Rates hasn’t only been down this year, although six of the first nine weeks of the year, rates declined it showed an increase in past two weeks. Following mortgage rates movement is important especially that the peak spring buying season almost here. Buyers shouldn’t be complacent because of the recent movements of mortgage rates.

Potential buyers are greatly affected by these rate movements as it will produce about 1.2% difference on their monthly payment which will affect the monthly budget and their debt-to-income ratio (a critical factor to be considered for a mortgage).

With the given trend the mortgage market increased the buyer’s buying power to about 6% with the low rates but the recent increase diminished 2% to their buying power. Although buyers are still at the advantage, the situation can shift any moment given the recent activity in the market.

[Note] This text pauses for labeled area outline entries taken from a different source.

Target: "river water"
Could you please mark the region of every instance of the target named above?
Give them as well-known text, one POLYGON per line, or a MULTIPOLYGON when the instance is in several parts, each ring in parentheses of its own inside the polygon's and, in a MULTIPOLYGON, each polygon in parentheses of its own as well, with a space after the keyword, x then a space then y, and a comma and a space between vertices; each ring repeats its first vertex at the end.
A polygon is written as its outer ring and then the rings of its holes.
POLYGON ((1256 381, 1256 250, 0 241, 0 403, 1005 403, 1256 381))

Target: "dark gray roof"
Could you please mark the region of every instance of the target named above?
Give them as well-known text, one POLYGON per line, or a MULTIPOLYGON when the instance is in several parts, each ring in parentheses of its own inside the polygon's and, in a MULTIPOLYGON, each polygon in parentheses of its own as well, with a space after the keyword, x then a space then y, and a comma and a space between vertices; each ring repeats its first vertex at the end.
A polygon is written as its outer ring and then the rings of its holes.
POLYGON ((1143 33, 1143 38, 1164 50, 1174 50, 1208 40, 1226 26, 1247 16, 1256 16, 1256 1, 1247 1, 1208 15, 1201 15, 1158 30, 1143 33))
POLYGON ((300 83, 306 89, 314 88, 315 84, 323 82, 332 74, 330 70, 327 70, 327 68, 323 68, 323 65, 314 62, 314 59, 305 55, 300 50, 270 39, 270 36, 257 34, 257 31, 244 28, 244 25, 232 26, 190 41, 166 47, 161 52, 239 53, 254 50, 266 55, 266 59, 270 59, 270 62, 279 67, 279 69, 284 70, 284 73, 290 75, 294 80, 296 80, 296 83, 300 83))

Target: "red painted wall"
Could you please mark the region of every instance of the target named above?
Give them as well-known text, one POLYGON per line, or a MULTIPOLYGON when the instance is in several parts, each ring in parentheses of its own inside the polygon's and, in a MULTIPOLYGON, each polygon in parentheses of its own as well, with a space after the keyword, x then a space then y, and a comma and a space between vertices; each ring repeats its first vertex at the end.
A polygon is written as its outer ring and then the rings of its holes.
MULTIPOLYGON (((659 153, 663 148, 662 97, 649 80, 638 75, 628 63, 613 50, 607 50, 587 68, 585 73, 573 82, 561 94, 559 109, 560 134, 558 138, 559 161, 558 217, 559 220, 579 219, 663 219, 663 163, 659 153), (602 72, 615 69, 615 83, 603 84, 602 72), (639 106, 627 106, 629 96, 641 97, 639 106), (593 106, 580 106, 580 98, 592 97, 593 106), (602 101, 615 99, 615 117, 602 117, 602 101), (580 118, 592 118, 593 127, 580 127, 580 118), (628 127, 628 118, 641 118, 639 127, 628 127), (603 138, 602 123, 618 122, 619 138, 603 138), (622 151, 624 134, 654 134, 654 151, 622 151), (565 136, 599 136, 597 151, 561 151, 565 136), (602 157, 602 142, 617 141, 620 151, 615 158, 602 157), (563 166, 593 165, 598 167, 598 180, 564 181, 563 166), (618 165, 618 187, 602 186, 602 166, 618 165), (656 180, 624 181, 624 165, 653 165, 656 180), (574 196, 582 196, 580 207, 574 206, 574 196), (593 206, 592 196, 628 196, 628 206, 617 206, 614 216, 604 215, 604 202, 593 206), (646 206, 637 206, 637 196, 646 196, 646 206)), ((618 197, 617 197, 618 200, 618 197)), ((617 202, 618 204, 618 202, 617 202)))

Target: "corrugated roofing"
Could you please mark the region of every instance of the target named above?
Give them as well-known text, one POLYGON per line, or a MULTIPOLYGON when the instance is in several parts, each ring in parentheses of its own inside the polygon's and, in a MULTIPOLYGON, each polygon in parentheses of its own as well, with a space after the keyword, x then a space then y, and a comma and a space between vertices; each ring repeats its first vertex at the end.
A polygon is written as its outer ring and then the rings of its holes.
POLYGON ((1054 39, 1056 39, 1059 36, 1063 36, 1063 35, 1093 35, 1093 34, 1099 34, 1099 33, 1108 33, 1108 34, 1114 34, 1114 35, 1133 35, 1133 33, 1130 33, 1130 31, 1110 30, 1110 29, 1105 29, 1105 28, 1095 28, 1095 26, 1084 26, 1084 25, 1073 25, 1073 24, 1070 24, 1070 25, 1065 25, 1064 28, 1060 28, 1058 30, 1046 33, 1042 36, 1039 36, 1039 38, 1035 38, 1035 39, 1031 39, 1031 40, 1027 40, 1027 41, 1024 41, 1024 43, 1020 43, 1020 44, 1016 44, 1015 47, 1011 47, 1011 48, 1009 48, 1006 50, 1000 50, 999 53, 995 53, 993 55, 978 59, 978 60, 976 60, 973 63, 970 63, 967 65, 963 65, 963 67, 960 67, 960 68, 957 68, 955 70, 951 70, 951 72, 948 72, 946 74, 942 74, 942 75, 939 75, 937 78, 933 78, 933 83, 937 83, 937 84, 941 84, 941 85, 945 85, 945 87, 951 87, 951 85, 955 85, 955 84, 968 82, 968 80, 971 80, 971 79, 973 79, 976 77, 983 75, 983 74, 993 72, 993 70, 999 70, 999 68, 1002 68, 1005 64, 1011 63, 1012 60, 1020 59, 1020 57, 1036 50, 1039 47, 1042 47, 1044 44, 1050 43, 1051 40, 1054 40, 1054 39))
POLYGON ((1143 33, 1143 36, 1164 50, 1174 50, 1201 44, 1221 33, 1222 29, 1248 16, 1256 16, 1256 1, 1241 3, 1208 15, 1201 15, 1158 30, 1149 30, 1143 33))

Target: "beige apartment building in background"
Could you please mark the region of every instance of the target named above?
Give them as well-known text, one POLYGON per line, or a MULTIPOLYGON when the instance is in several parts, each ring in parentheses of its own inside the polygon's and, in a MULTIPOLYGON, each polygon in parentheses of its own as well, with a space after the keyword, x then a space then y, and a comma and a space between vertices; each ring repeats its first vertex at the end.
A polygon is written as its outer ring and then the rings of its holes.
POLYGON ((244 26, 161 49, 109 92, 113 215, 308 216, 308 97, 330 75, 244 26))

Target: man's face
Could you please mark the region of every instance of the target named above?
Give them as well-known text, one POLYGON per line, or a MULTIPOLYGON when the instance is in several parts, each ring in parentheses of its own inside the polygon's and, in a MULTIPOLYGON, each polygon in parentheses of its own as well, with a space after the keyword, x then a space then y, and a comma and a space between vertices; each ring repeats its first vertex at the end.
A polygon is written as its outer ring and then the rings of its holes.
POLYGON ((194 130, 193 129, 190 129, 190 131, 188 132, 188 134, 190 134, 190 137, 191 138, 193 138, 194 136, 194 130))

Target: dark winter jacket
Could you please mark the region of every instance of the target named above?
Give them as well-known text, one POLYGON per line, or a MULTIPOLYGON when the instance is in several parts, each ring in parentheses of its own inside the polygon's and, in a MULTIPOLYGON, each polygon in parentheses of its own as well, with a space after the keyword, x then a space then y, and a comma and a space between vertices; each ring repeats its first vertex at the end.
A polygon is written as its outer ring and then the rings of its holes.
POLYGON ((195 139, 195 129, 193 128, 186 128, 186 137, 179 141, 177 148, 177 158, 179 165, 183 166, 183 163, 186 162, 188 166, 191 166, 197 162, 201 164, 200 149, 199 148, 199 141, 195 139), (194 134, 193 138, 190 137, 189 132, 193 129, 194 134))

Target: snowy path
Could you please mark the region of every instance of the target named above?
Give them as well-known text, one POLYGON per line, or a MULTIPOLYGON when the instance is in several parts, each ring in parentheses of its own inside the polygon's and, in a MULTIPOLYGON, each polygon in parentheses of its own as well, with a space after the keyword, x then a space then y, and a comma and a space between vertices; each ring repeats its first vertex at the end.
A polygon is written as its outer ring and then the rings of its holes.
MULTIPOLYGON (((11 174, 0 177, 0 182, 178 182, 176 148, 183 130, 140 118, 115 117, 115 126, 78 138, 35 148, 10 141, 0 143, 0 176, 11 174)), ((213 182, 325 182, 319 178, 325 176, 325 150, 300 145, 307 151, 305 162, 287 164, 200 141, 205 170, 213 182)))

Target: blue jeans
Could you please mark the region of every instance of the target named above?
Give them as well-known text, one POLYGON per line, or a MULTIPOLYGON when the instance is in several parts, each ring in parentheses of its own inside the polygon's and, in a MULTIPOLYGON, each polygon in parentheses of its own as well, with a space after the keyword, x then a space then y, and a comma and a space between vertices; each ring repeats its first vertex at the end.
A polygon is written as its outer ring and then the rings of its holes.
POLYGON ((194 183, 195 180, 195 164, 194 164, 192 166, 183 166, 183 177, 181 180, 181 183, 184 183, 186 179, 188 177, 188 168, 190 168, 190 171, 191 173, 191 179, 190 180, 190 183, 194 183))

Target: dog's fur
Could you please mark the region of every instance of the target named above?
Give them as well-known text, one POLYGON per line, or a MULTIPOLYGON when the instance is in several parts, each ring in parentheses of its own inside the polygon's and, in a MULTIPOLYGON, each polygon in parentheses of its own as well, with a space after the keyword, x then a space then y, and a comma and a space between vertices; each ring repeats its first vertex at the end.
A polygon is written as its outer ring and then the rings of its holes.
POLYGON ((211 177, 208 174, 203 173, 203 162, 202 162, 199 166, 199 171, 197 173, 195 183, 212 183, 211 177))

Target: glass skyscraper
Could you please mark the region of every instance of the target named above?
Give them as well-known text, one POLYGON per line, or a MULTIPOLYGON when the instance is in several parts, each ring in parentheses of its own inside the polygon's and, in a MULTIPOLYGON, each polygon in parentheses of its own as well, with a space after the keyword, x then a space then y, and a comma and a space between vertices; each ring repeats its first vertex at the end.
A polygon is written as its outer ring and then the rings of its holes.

As a buyer there are three possible scenarios that’ll emerge from the movement of mortgage rates:

The first scenario depicts a negative view of the economy resulting from global economic weakness and the slump in oil prices from January until early February. This caused the decline of the stock market causing global money to take refuge in the Dollar and U.S. Treasury bonds. As demand for bonds increase, mortgage rates will decrease. With this, rates will remain as they as are now throughout the year.

The second scenario has a moderate view of global economic growth which will result in a fixed rate of 4-4.2% by the end of the year.

The last possible scenario sees increased inflation leading to an increase in mortgage rates to 4.5% and can go up to 5.5% in 2017.

Although these are just possible scenarios, it would be wise to consistently monitor mortgage rate movement in order to prepare for possibilities in the future.